Although point-of-care diagnostics is a trend in the industry, he emphasized that the business was focused on being data-driven as the value of the platform revolves around the methylation screening of 65,000 patterns which needs to be performed in a laboratory setting.

“We already have a database consisting of gene pools from 500,000 Koreans and by further developing our legacy data, we will be able to follow patients’ disease histories through their methylation changes,” explained Lee. “We care for the data that we can collect from those patients to facilitate healthy lives and precision medicine.”

Initiating collaborations with Cancer X to enable early screening

The CEO also explained that several companies are offering liquid biopsy tests in Korea but the level of analysis differs.

First-generation liquid biopsy analyzes single biomarkers using DNA, or KRAS or EGFR-based mutations from your blood. Second-generation analysis includes multiple biomarkers from the DNA, and third-generation generation uses multiomics markers derived from DNA and epigenetics.

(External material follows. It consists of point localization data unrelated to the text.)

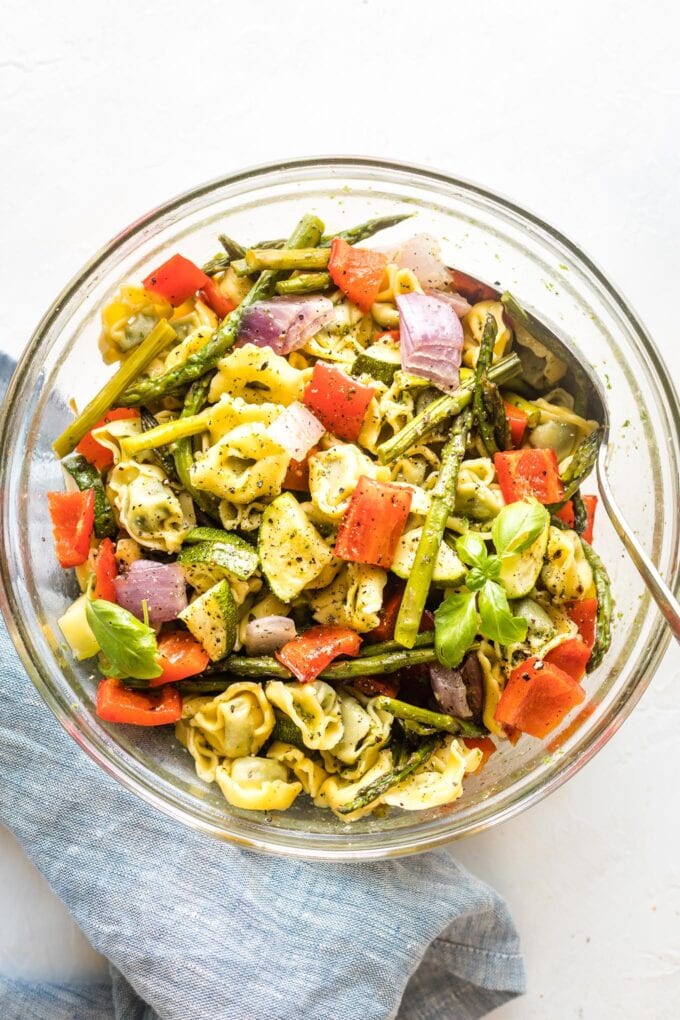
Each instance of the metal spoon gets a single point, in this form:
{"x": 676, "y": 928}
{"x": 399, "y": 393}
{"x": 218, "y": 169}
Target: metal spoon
{"x": 590, "y": 391}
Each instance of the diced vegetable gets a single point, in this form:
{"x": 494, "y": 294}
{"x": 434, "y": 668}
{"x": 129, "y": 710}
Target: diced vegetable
{"x": 176, "y": 279}
{"x": 537, "y": 697}
{"x": 297, "y": 430}
{"x": 378, "y": 361}
{"x": 567, "y": 515}
{"x": 284, "y": 323}
{"x": 387, "y": 617}
{"x": 72, "y": 522}
{"x": 448, "y": 567}
{"x": 213, "y": 297}
{"x": 73, "y": 625}
{"x": 529, "y": 472}
{"x": 268, "y": 633}
{"x": 179, "y": 656}
{"x": 422, "y": 255}
{"x": 160, "y": 585}
{"x": 116, "y": 703}
{"x": 518, "y": 420}
{"x": 218, "y": 555}
{"x": 584, "y": 615}
{"x": 357, "y": 271}
{"x": 571, "y": 656}
{"x": 337, "y": 401}
{"x": 87, "y": 476}
{"x": 94, "y": 452}
{"x": 309, "y": 654}
{"x": 106, "y": 570}
{"x": 212, "y": 618}
{"x": 373, "y": 522}
{"x": 431, "y": 339}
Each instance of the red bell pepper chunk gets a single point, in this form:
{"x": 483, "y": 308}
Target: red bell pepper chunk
{"x": 485, "y": 745}
{"x": 373, "y": 522}
{"x": 106, "y": 568}
{"x": 175, "y": 279}
{"x": 297, "y": 475}
{"x": 357, "y": 271}
{"x": 116, "y": 703}
{"x": 72, "y": 522}
{"x": 572, "y": 657}
{"x": 584, "y": 615}
{"x": 309, "y": 654}
{"x": 338, "y": 401}
{"x": 93, "y": 451}
{"x": 179, "y": 656}
{"x": 537, "y": 697}
{"x": 213, "y": 297}
{"x": 472, "y": 290}
{"x": 372, "y": 686}
{"x": 567, "y": 515}
{"x": 529, "y": 472}
{"x": 517, "y": 419}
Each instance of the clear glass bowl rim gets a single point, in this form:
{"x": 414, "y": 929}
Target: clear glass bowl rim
{"x": 298, "y": 844}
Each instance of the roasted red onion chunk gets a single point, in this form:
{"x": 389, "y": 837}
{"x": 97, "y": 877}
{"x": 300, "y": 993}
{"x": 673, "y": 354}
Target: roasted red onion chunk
{"x": 161, "y": 585}
{"x": 284, "y": 323}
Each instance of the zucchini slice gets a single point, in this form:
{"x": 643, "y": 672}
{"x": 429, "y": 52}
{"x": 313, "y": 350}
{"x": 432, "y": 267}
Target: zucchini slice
{"x": 209, "y": 555}
{"x": 379, "y": 361}
{"x": 448, "y": 569}
{"x": 213, "y": 618}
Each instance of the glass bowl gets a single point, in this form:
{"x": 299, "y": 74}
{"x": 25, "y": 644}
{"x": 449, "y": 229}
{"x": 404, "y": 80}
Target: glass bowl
{"x": 488, "y": 237}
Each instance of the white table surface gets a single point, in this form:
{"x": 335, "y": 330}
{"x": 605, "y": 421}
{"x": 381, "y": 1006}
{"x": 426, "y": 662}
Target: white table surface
{"x": 572, "y": 110}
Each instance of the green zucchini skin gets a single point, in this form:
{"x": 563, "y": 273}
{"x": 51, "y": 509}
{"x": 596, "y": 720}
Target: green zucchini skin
{"x": 86, "y": 476}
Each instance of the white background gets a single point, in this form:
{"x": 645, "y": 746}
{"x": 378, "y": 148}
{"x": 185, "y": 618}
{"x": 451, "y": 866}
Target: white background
{"x": 572, "y": 110}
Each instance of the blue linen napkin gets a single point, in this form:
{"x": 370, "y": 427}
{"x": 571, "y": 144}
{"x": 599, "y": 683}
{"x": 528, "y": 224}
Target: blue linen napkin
{"x": 194, "y": 927}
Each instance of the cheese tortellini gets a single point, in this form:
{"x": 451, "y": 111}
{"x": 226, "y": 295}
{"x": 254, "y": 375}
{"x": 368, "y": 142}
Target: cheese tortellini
{"x": 257, "y": 783}
{"x": 334, "y": 473}
{"x": 258, "y": 375}
{"x": 364, "y": 726}
{"x": 148, "y": 508}
{"x": 567, "y": 573}
{"x": 245, "y": 465}
{"x": 560, "y": 428}
{"x": 309, "y": 773}
{"x": 477, "y": 493}
{"x": 353, "y": 600}
{"x": 237, "y": 722}
{"x": 314, "y": 709}
{"x": 438, "y": 781}
{"x": 337, "y": 792}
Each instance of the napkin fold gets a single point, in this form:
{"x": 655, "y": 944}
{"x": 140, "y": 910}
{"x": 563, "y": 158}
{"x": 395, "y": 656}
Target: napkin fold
{"x": 194, "y": 927}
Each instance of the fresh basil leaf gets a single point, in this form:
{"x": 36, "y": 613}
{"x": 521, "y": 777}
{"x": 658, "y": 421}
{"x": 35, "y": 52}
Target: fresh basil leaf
{"x": 455, "y": 627}
{"x": 518, "y": 525}
{"x": 471, "y": 548}
{"x": 475, "y": 578}
{"x": 497, "y": 620}
{"x": 127, "y": 645}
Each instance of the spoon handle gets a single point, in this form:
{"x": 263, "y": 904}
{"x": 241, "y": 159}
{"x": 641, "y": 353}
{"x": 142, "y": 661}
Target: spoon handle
{"x": 659, "y": 590}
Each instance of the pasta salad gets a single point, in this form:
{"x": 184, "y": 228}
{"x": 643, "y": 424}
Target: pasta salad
{"x": 326, "y": 521}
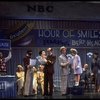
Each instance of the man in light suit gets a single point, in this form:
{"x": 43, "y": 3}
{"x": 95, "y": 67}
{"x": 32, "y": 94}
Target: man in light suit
{"x": 64, "y": 63}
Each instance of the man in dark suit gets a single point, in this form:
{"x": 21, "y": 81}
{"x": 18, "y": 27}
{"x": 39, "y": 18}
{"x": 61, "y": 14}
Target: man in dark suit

"EDGC is the only company offering fourth-generation liquid biopsy analysis using multiomics markers with multiplexing screening of epigenetics to identify the tumor signal of origin,” asserted Lee. “Even U.S. companies like Grail which has launched similar multi-cancer epigenetic studies are still far behind us.”

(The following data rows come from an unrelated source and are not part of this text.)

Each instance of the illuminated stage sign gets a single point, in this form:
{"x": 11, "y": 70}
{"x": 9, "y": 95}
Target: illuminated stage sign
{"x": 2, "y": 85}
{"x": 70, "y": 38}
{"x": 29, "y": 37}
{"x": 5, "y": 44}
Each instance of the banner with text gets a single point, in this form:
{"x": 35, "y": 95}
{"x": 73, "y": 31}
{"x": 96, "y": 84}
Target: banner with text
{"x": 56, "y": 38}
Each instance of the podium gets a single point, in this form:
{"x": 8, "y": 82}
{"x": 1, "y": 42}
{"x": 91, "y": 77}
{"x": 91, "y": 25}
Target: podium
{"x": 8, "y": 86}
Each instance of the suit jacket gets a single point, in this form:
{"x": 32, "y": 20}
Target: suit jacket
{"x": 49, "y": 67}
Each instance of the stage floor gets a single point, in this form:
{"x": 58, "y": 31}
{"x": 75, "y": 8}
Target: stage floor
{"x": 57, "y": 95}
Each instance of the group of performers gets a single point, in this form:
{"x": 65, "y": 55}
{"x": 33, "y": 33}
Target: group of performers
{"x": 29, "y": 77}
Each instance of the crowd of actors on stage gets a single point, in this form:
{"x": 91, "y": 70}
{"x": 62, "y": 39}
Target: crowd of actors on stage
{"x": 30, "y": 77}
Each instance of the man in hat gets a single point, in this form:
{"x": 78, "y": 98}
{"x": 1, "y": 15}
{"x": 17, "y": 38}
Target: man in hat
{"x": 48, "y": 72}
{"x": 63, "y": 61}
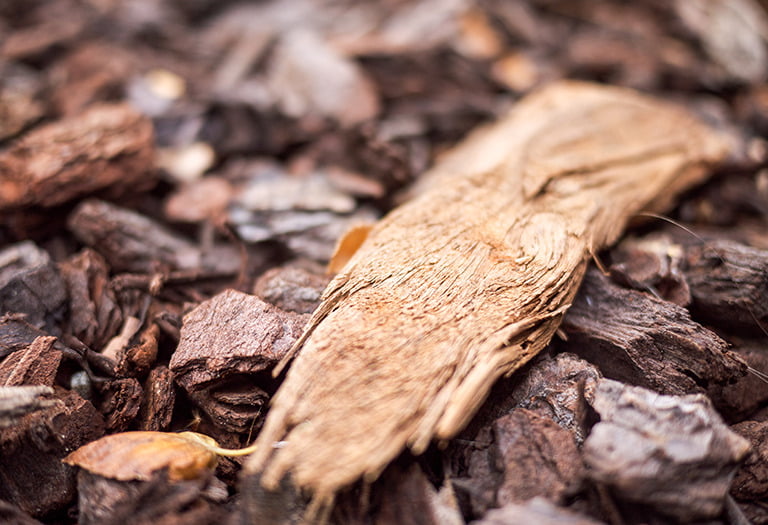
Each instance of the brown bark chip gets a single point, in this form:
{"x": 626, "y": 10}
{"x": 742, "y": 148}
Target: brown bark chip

Though he expects the cost to be expensive as they are performing large-scale analysis of genes and it will take time to be covered by insurance, he highlighted the comparative cost benefit to single cancer screening tests.

Accordingly, he brought up the company’s recent decision to join the Cancer Moonshot project organized by Cancer X. 

“We approached Cancer X with our early cancer screening program as we really need to work with multidisciplinary groups to implement it on national scales to everyone who can benefit,” said Lee.  "At the recent Cancer X summit held in Washinton D.C. last week, we were the first to announce a collaboration with a Cancer X member. "

EDGC made an agreement with the City of Hope, a founding member of Cancer X and one of the largest national cancer centers in California, to commercialize the multi-cancer diagnostic. The CEO added that they are also working on a public-private partnership (PPP) with the Department of Health and Human Services in the U.S. through Cancer X for early cancer screening in the U.S.